スズキ「GSX-S1000GX」のシート。前面のサイドをスリム化することで良好な足つき性を実現しています
スズキにはVストロームという人気アドベンチャーシリーズがありますが、GXはスポーツネイキッドモデル「GSX-S1000」をベースとしたロード志向のキャラクター。すでにツアラー志向のGTもラインナップされていますが、GXはVストロームとGTのちょうど中間ともいえるキャラクターとして作り込んだとのことで、ライディングポジションもGTに対してアップライトで膝の曲がりもやや緩め。
前後のサスペンション ストロークが長いだけでなく、シート自体の肉厚もあり、快適性にはかなり拘っていることが伝わります。

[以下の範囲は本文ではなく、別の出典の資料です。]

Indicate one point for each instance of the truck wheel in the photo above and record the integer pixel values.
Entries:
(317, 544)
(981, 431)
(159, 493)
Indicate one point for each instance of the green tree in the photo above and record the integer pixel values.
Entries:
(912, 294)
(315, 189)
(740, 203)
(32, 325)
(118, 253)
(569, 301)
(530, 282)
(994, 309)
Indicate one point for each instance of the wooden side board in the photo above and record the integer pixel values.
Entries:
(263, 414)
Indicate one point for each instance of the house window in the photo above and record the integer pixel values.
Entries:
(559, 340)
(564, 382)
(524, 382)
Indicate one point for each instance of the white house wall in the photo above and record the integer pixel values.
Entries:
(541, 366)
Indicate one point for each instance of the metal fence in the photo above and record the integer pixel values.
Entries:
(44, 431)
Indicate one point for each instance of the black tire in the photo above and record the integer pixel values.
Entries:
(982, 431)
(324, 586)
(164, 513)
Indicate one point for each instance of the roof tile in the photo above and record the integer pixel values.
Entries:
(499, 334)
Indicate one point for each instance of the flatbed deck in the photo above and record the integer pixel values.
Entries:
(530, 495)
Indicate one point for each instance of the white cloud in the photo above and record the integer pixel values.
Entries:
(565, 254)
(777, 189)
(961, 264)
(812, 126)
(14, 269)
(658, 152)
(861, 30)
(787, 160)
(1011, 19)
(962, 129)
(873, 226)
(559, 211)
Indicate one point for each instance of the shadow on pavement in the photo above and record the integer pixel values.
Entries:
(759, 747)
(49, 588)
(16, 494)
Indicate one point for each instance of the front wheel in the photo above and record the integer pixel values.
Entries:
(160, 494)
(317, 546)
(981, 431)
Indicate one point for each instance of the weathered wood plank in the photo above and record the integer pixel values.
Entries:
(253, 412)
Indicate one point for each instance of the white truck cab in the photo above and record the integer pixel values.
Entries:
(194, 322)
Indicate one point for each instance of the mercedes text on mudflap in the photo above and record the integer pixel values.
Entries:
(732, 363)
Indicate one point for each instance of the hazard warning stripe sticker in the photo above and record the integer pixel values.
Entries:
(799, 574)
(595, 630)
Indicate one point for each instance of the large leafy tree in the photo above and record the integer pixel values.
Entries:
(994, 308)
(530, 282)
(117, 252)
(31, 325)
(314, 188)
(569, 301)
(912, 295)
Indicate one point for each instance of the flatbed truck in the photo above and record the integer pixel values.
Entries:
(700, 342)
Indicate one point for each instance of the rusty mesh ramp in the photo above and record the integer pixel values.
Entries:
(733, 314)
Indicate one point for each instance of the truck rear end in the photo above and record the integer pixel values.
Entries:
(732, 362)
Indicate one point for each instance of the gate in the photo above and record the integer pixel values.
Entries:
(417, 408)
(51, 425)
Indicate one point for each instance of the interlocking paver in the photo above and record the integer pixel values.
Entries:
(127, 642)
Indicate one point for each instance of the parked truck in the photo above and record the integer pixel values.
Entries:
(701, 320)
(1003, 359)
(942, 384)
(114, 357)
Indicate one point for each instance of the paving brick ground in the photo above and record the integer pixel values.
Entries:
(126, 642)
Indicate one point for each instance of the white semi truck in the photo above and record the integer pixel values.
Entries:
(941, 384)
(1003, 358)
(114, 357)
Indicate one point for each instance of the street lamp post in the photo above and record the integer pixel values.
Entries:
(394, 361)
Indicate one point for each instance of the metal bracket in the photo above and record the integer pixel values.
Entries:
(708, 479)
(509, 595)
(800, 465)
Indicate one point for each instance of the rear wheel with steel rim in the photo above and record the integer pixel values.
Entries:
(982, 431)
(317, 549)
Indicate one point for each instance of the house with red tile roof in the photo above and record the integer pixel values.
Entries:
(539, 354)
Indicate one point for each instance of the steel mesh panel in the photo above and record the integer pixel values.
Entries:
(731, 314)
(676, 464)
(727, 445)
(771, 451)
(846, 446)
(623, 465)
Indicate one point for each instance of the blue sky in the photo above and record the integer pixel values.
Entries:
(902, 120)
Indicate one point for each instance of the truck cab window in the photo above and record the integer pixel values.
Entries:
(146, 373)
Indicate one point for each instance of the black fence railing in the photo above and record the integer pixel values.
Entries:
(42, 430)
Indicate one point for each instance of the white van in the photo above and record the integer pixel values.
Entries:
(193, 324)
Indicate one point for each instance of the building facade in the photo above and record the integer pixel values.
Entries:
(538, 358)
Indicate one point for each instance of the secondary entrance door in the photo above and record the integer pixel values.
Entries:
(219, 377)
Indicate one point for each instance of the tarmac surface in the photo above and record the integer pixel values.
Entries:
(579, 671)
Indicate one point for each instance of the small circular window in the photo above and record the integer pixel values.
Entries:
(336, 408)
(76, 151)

反面、シート高が高くなってしまうことは避けられませんが、そこは妥協しなかったとのこと。一方で、シート前面のサイドをスリム化し、数値でイメージするよりも足つきは良好となっていました。
スズキ「GSX-S1000GX」
デザインはシャープで近未来的。兄貴分と言っていいのか微妙なところですが、GSX-S1000が採用する縦2眼のヘッドライトレイアウトを踏襲しつつ、フルフェアリング化しています。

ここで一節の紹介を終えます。